The approach above isn't much different than requiring the caller (if they use _since) to occasionally download the full set of data on occasion. Group membership is only one tiny reason that what is included in the data may change from call to call

view this post on Zulip Jenni Syed (May 04 2020 at 17:54):

security and other things that you don't typically trigger alerts on are another, more tricky reason

view this post on Zulip Jenni Syed (May 04 2020 at 17:55):

Your approach does allow for a much smaller amount of data - but I think there may be other reasons they need the "full" set. Also, just because a patient has been added to a group I don't think it implies that the caller should be authorized to all previous data through the lifetime of the patient

view this post on Zulip Jenni Syed (May 04 2020 at 17:56):

eg: as a payor, insuring a new member who is 80 yrs old, why should I get data prior to that time they were added?
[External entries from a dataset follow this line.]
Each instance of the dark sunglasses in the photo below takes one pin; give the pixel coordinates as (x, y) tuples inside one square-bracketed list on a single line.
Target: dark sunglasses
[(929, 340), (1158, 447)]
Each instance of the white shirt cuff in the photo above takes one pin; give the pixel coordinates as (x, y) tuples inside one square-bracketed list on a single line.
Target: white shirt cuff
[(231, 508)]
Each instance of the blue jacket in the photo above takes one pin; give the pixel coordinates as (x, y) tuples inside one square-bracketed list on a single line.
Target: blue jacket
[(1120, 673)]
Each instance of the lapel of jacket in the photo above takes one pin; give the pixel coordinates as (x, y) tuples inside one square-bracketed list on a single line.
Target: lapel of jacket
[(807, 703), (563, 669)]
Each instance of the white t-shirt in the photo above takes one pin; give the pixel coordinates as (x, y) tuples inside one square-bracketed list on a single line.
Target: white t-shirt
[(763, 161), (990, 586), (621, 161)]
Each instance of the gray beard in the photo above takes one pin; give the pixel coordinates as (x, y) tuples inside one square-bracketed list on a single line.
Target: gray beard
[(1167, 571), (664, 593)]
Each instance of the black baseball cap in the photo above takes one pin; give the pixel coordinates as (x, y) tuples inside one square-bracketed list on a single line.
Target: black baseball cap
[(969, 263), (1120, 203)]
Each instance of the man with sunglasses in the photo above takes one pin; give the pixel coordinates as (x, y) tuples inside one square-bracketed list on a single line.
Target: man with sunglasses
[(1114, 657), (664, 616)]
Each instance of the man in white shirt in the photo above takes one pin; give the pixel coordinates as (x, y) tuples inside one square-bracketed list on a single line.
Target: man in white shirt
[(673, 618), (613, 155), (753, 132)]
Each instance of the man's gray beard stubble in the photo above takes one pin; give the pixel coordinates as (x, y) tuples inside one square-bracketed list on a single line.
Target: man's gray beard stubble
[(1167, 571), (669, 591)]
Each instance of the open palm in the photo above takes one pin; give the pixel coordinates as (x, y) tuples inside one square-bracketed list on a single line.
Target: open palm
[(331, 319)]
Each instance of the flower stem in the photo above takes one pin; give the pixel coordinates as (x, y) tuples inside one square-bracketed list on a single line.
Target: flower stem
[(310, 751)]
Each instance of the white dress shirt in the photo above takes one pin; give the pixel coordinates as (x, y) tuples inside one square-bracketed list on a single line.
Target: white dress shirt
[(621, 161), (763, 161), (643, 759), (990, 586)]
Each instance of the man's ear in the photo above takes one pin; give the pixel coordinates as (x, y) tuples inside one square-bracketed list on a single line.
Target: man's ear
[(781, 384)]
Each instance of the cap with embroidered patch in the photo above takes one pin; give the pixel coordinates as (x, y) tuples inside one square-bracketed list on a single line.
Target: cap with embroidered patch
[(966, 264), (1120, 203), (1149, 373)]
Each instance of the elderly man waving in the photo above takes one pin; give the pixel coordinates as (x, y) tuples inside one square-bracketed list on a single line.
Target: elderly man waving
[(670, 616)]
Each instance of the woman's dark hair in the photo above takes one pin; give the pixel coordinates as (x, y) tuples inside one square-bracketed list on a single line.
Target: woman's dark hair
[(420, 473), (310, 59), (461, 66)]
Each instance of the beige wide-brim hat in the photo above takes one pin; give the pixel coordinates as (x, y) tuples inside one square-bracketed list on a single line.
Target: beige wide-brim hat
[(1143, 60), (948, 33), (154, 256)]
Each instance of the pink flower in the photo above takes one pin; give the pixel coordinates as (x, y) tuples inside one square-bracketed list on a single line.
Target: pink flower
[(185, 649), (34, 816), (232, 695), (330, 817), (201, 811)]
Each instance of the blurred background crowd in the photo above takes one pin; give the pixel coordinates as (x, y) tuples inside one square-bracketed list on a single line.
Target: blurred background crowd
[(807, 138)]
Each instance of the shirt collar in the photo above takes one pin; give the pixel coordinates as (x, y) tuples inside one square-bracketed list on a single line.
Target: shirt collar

view this post on Zulip Dan Gottlieb (May 04 2020 at 18:16):

@Matt Snook good timing! The issue of obtaining historical data on patients added to a group is one of the enhancements to the bulk IG we're focusing on this year in the Argonaut bulk data working group. I put together a straw man proposal around extending the meaning of the _since param that we discussed at the meeting last week (issue: https://github.com/HL7/bulk-data/issues/65 , proposal: https://github.com/HL7/bulk-data/pull/68/files , meeting notes: https://bit.ly/argo20-bulk ). As a follow-up, I'm writing up an alternate proposal the doesn't require the server to maintain a history of group membership that we'll be discussing at the next meeting (either next Thursday or two weeks after that depending on the FHIR Connectathon schedule - details will be posted to the Argonaut announcement thread above). Perhaps you could join the call to talk through your use case?

view this post on Zulip Dan Gottlieb (May 04 2020 at 18:17):

Regarding the "all" group, why not just use the patient endpoint, since all requests are filtered by what the user is allowed to access?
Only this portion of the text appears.